Embassy staff waved goodbye as a procession of cars carrying roughly 80 people pulled away from the gated Kensington Palace Gardens complex just after 10am.

Hugging each other and carrying pet carriers, suitcases and bags, 23 diplomats with their children and families boarded a chartered flight to return to Russia.

Theresa May ordered the Russian staff to pack their bags last Wednesday, claiming the London diplomats were “undeclared intelligence officers”.

Moscow announced it would also throw out 23 British diplomats, and that it would close the British Council and shut down the British consulate in St Petersburg in retaliation.

A child sits on a bus with diplomatic number plates as staff and children arrive at Russia’s Embassy in London (Reuters)
A child sits on a bus with diplomatic number plates as staff and children arrive at Russia’s Embassy in London (Reuters) (REUTERS)

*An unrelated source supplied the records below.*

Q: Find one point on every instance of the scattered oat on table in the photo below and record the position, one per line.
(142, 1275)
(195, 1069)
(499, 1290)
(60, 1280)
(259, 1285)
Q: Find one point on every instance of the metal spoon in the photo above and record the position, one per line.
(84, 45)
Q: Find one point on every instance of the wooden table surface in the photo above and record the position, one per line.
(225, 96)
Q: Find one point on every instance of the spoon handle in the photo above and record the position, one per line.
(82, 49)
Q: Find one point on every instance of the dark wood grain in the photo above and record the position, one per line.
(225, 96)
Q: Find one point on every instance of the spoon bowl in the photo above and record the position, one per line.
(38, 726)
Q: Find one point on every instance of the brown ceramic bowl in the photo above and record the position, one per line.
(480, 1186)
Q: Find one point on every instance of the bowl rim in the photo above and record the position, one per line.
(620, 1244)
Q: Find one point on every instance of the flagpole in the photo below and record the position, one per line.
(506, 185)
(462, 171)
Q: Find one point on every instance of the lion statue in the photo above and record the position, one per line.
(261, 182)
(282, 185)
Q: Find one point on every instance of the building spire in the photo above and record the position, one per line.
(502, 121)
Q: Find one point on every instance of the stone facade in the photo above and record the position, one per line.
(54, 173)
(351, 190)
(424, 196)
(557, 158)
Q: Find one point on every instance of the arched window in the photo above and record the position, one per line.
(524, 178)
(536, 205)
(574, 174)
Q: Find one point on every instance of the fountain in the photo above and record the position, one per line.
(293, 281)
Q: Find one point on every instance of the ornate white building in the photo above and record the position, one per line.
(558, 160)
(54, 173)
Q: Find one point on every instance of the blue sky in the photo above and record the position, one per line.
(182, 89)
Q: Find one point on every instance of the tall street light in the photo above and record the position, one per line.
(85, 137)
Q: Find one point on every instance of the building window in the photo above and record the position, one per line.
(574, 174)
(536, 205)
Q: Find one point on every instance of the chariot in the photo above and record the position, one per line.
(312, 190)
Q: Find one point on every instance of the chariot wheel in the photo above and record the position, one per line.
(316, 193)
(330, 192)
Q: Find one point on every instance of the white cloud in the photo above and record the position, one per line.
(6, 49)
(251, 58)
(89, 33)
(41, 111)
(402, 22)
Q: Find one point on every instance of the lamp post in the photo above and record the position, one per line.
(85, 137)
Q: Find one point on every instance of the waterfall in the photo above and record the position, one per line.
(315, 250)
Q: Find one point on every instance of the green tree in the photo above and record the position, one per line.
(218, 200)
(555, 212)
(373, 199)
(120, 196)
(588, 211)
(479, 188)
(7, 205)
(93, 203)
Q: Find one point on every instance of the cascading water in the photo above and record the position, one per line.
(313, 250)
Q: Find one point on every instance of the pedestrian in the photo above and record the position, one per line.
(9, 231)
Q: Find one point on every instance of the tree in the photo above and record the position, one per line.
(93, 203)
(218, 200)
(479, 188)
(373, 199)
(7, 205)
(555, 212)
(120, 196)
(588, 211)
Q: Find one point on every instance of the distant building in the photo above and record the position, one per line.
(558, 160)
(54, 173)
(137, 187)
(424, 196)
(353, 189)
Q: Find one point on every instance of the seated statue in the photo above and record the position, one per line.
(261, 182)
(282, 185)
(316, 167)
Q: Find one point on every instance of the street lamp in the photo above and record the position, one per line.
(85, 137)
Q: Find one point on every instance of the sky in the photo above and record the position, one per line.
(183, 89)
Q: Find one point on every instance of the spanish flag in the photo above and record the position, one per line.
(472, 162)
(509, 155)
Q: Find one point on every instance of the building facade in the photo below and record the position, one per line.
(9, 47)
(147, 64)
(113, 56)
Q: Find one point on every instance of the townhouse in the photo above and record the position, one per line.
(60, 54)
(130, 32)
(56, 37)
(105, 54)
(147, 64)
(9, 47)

The National Security Council was considering the latest developments in the troubling case of former spy Sergei Skripal and his daughter Yulia, who were poisoned using a nerve agent at the beginning of the month and remain in critical condition.

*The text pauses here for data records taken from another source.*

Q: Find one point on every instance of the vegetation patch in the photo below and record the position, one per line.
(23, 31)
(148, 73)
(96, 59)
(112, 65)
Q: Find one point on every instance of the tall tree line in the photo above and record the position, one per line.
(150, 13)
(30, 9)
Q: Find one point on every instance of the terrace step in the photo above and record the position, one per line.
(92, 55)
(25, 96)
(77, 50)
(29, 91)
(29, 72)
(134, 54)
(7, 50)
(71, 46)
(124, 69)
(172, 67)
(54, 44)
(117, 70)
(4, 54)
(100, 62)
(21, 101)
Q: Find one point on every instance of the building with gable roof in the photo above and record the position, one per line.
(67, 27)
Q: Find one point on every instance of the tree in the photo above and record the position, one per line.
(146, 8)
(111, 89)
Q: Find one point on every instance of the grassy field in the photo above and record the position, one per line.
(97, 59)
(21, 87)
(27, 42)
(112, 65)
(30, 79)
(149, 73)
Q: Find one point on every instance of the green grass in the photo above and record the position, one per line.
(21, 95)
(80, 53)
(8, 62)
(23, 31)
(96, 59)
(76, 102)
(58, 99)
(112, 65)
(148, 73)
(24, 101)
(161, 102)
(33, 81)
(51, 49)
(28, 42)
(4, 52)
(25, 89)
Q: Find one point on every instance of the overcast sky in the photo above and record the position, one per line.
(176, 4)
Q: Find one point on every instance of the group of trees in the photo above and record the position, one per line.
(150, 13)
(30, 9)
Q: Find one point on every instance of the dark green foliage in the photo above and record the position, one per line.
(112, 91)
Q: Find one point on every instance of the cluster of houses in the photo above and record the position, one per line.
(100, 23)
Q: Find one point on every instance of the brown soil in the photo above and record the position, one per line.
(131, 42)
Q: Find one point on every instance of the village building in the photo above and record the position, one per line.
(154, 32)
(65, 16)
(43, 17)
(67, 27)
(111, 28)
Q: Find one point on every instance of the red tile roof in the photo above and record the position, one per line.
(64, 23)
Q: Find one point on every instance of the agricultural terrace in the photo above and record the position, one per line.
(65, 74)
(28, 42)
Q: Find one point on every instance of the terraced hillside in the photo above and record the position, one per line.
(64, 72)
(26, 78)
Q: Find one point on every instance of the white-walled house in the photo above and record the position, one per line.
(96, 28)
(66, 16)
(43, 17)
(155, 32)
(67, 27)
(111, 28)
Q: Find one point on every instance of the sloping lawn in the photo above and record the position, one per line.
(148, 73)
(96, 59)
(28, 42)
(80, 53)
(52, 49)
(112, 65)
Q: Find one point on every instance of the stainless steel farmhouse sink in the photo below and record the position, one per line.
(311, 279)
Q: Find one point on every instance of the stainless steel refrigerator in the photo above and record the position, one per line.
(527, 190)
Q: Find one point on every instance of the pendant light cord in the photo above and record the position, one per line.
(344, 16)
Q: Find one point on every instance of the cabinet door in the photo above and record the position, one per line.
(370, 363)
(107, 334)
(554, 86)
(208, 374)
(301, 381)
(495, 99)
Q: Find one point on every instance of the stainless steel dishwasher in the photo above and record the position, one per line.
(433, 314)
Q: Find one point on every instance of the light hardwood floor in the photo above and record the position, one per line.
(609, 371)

Foreign Secretary Boris Johnson accused Russia of trying to conceal “the needle of truth in a haystack of lies” over the case – after Mr Putin dismissed the idea of Russian responsibility as “nonsense”.

Removal vans arrive at UK's Russian embassy amid diplomat expulsion

Writing in The Daily Telegraph, the Foreign Secretary said the use of a nerve agent against the Skripals was “very deliberate”.

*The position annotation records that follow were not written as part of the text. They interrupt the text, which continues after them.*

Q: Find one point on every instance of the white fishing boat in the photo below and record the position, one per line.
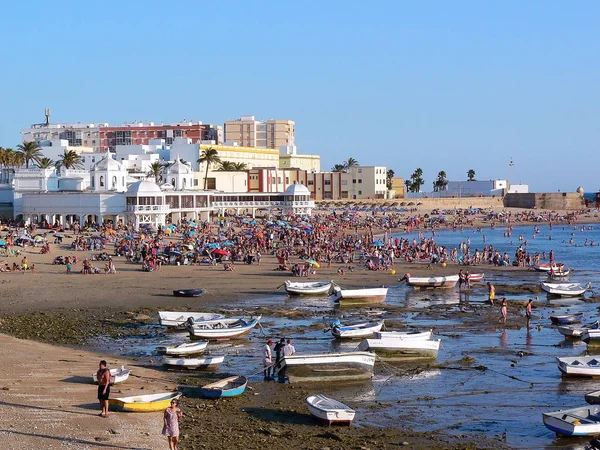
(308, 287)
(357, 331)
(440, 282)
(178, 318)
(577, 330)
(359, 296)
(206, 363)
(393, 348)
(329, 409)
(563, 289)
(188, 348)
(583, 421)
(118, 375)
(328, 367)
(591, 336)
(222, 329)
(416, 334)
(579, 366)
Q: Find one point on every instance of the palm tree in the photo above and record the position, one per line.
(227, 166)
(30, 151)
(46, 163)
(70, 159)
(351, 162)
(155, 171)
(209, 156)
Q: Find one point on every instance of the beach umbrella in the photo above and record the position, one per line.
(312, 262)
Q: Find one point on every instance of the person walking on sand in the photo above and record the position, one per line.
(491, 293)
(528, 312)
(267, 360)
(171, 424)
(103, 377)
(503, 311)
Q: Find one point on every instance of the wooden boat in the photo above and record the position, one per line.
(144, 403)
(187, 348)
(360, 330)
(423, 335)
(326, 367)
(178, 318)
(188, 292)
(442, 282)
(359, 296)
(591, 336)
(329, 409)
(583, 421)
(577, 330)
(593, 398)
(566, 319)
(401, 348)
(227, 387)
(206, 363)
(579, 366)
(308, 287)
(563, 289)
(221, 329)
(119, 375)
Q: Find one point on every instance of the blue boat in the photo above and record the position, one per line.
(227, 387)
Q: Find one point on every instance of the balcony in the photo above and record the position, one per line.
(148, 208)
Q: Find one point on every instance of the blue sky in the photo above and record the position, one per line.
(438, 85)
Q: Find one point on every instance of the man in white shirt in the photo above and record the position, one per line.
(267, 361)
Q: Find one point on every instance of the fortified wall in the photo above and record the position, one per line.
(554, 200)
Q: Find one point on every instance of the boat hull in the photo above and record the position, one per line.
(329, 367)
(136, 404)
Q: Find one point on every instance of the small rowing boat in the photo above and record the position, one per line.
(563, 289)
(358, 331)
(579, 366)
(440, 282)
(423, 335)
(144, 403)
(329, 409)
(117, 375)
(178, 318)
(359, 296)
(206, 363)
(308, 287)
(188, 292)
(391, 349)
(227, 387)
(584, 421)
(188, 348)
(566, 319)
(577, 330)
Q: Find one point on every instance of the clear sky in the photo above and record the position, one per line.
(440, 85)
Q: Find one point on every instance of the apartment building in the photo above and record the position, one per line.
(249, 132)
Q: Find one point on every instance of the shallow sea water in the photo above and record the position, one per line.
(522, 379)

“As Ken Clarke pointed out in Parliament last week, the obvious Russian-ness of the weapon was designed to send a signal to anyone pondering dissent amid the intensifying repression of Mr Putin’s Russia,” he wrote.

“The message is clear: we will hunt you down, we will find you and we will kill you – and though we will scornfully deny our guilt, the world will know that Russia did it.”